Sir David Lean (1908-91) n. Croydon, Inglaterra

1942: In Which We Serve [Nosso Barco, Nossa Alma] (co-dirigido com Noël Coward); 1944: This Happy Breed [Este Povo Alegre]. 1945: Blithe Sprit [Uma Mulher do Outro Mundo]; Brief Encounter [Desencanto]. 1946: Great Expectation [Grandes Esperanças]. 1948: Oliver Twist. 1949: The Passionate Friends [A História de uma Mulher]; Madeleine [As Cartas de Madeleine]. 1952: The Sound Barrier [Sem Barreira no Céu]. 1954: Hobson's Choice [Papai é do Contra]. 1955: Summer Madness [Quando o Coração Floresce]. 1957: The Bridge on the River Kwai [A Ponte do Rio Kwai]; 1962: Lawrence of Arabia [Lawrence da Arábia]. 1965: Dr. Zhivago [Dr. Jivago]. 1970: Ryan's Daughter [A Filha de Ryan]. 1984: A Passage to India [Passagem para a Índia].

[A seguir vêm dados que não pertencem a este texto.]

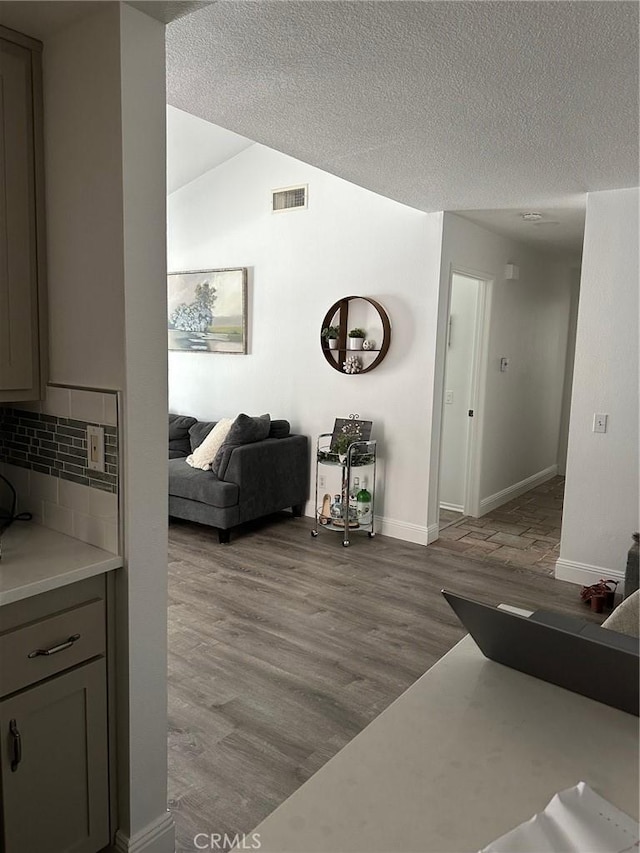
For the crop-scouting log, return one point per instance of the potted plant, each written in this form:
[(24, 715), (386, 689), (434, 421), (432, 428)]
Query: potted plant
[(356, 338), (330, 335)]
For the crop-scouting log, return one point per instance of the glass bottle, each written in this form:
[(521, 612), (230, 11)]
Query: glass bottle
[(363, 503), (336, 507), (353, 498)]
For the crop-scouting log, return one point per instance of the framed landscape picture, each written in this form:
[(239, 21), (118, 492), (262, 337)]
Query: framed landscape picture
[(208, 310)]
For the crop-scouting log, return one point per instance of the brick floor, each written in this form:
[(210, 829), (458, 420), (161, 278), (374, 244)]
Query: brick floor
[(524, 533)]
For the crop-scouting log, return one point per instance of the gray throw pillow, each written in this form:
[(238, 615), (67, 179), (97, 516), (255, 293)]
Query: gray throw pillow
[(179, 426), (279, 429), (244, 430), (199, 431)]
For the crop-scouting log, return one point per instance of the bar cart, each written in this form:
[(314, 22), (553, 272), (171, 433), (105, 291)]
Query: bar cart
[(352, 477)]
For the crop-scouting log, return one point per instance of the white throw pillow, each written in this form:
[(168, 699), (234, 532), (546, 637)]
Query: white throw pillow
[(205, 453)]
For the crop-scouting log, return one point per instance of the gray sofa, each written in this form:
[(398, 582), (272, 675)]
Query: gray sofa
[(255, 479)]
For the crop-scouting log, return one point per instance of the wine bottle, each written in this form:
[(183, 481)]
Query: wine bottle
[(363, 503), (336, 507), (353, 498)]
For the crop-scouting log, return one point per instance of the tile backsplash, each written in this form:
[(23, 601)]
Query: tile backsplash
[(43, 453)]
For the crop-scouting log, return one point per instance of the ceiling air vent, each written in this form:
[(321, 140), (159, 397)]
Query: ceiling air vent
[(289, 198)]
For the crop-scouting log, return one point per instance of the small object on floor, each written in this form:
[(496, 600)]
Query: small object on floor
[(600, 595)]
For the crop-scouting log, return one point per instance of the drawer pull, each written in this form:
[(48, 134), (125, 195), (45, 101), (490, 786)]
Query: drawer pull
[(16, 743), (55, 649)]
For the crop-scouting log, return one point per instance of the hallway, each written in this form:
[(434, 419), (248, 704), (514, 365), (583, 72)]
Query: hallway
[(524, 533)]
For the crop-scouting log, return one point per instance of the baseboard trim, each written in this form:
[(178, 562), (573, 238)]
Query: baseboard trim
[(452, 507), (511, 492), (157, 837), (585, 575), (433, 533), (403, 530)]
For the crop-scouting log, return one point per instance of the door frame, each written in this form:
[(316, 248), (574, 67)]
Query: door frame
[(478, 385)]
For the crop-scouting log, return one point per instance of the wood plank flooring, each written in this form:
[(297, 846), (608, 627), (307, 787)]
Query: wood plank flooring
[(283, 647)]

A morte de Lean foi próxima de um evento de Estado para muitos no cinema britânico. Sua reputação permaneceu bastante elevada, apesar da inatividade, apesar também da triste desordem de Passagem para a Índia, um filme marcadamento menos seguro que a obra de James Ivory (o que não é um elogio a Ivory). Mais do que nunca sou da opinião que Lean se perdeu em sua própria grandeza pictórica. A História de uma Mulher e As Cartas de Madeleine são muito melhores que as produções mastodônticas que vieram após. Nem mesmo o relançamento de Lawrence - belo, e com algum material reestabelecido, poderia fornecer qualquer sentido de ideias por trás dele.

Lean foi um quaker em sua educação, proibido de frequentar cinemas enquanto rapaz. Após uma formação em contabilidade, juntou-se à indústria cinematográfica, ascendendo do rapaz do chá a carregador/claquetista, assistente de edição, a montador das Movietone News. Em 1934 tornou-se montador e trabalhou em Escape Me Never [Contudo És Meu] (35, Paul Czinner); Pygmalion [Pigmalião] (38, Anthony Asquith e Leslie Howard); 49th Parallel [Invasão de Bárbaros] (41, Michael Powell); e One of Our Aircraft is Missing [E...Um Avião não Regressou] (42, Powell). Sua chance para dirigir adveio em 1942, quando comandou as sequencias de ação em Nosso Barco, Nossa Alma.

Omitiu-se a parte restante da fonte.